As the star and guiding light of VICELAND's The Therapist, Singh is hoping to offer a new view of the profession through a series of candid sessions with a varied group of high-profile musicians. Over the course of the series, Singh sits down with everyone from Slipknot's Corey Taylor and Wavves' Nathan Williams to Remy Ma and Waka Flocka Flame to discuss issues ranging from coping with family trauma to dealing with public scrutiny to finding harmony and balance within ourselves. Singh's practice is a holistic one, rooted in Eastern medicine and grounded in compassionate listening, and it's providing a game-changing look at how and why therapy exists.
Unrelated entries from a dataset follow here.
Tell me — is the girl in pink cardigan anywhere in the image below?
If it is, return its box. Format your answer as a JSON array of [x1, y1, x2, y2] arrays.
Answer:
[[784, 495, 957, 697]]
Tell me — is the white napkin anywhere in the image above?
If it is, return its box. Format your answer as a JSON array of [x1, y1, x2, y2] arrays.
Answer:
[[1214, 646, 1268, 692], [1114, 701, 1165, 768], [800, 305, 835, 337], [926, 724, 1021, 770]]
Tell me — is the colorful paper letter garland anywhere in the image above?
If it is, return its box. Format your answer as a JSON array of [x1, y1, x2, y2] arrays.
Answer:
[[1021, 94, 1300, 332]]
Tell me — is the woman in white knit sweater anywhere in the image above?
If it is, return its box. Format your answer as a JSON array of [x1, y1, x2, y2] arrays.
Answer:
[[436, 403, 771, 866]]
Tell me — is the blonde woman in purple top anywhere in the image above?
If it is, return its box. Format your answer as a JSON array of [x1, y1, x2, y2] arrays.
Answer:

"[The show] is an affirmation that empathy works," Singh says. "In my practice, I'm trying to being empathetic to everybody who is sitting in front of me, and it's given me this understanding that everybody is doing the best they can in every moment of the day. Sometimes we do things or make decisions or say things that don't get the effect that we want, but that lets us know that we've got more work to do. Still, empathy is what is connecting me to this diverse population, and it's very empowering to see the power of it."

With the recent, likely anti-depressant-related death of Soundgarden frontman Chris Cornell, now seems like an especially fitting time to recontextualize how the media—and the music industry in particular—discuss mental health treatment. Here, we speak to Singh about the pitfalls of celebrity, the darkness of creativity, and his advice for maintaining a successful spiritual practice.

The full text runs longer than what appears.